Le precisazioni che sto facendo riguardo l’appartenenza politica non sono a caso. C’è una forte spinta a considerare di sinistra l’essere intellettuali e di destra l’essere fieramente non acculturati (cosa preoccupante). La verità è che la letteratura del dopo guerra è partita dalla narrazione, ovviamente mai realizzata prima, sull’azione partigiana, sui patimenti sociali del popolo e sulla spinta dell’ideale comunista come propulsore ad agire verso la libertà. La scissione politica della cultura, d’altronde, non poteva non avvenire dopo il Manifesto degli intellettuali fascisti e la “controfirma” del Manifesto degli intellettuali antifascisti. Se in quei primi anni di regime la cosa assunse il senso di una semplice divisione, dopo la guerra la politica non poteva che essere motivo d’orgoglio soprattutto per gli scrittori con ideali rivolti verso sinistra. Anche Alberto Moravia, che non ebbe particolari meriti nei movimenti partigiani e antifascisti, ma che fu capace di descrivere le contraddizioni che la guerra aveva portato, fu con il PCI che per cinque anni fu deputato del neonato europarlamento. Ma oggi tutto è più difficile: dov’è la destra e la sinistra?

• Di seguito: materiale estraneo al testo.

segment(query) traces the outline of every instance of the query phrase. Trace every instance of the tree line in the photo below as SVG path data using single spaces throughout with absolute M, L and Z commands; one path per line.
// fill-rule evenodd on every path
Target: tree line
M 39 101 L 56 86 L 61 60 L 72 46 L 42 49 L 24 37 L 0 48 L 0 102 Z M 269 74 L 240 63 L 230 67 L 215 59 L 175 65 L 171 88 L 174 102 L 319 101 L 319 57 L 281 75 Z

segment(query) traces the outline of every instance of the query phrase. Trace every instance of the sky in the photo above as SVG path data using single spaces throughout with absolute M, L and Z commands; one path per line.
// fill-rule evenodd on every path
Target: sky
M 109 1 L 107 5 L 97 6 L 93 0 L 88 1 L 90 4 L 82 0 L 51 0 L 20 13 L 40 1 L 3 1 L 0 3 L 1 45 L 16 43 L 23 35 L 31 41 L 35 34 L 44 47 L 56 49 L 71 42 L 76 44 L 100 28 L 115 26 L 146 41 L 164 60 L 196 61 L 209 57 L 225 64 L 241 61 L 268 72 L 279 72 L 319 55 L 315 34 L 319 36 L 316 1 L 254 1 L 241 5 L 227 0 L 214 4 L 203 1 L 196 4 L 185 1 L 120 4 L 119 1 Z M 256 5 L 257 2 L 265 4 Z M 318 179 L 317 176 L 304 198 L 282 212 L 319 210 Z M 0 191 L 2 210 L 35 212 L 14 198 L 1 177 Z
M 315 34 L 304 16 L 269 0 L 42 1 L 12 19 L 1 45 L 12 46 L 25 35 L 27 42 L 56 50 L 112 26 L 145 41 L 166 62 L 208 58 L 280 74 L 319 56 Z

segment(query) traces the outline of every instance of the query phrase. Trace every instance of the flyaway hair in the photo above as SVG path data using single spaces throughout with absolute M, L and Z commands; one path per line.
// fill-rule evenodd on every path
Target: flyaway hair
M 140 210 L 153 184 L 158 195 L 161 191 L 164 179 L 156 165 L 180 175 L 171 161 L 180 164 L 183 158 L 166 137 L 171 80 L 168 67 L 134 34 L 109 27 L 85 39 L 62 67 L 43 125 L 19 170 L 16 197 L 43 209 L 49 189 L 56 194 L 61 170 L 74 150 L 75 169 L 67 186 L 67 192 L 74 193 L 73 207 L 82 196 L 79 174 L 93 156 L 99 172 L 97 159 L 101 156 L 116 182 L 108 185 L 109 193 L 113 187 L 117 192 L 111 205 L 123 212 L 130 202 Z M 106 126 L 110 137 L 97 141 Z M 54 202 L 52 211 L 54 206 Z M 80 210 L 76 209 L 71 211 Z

Quanto contano gli scrittori in politica

In tempi recenti destra e sinistra sono diventati concetti non semplici da considerare. Mentre i giovani degli anni Settanta avevano le idee ben chiare, quelli degli anni Ottanta hanno cominciato a vagare nella confusione per perdersi definitivamente negli anni Novanta dopo Tangentopoli. Oggi l’intellettuale in politica è guardato quasi con sospetto, anche perché gli scrittori che si candidano sono ormai un caso raro. Uno degli ultimi è stato Gianrico Carofiglio che però è stato legittimato, agli occhi dell’opinione pubblica, dal suo passato di magistrato.
Oggi la maggior parte degli scrittori rifugge un ruolo diretto in politica. Perché?
Poniamoci una domanda: cosa ci perde la politica senza scrittori tra i suoi parlamentari? Possono portare qualcosa in più o lo scrivere libri è assolutamente indifferente nel fare politica? Difficile rispondere. Certo è che la politica non avviene solo in parlamento e mi piace pensare che quella più autentica avvenga proprio nei libri, scritti da autori che non vogliono più entrare nei palazzi del potere, ma dialogare nella mente di noi lettori.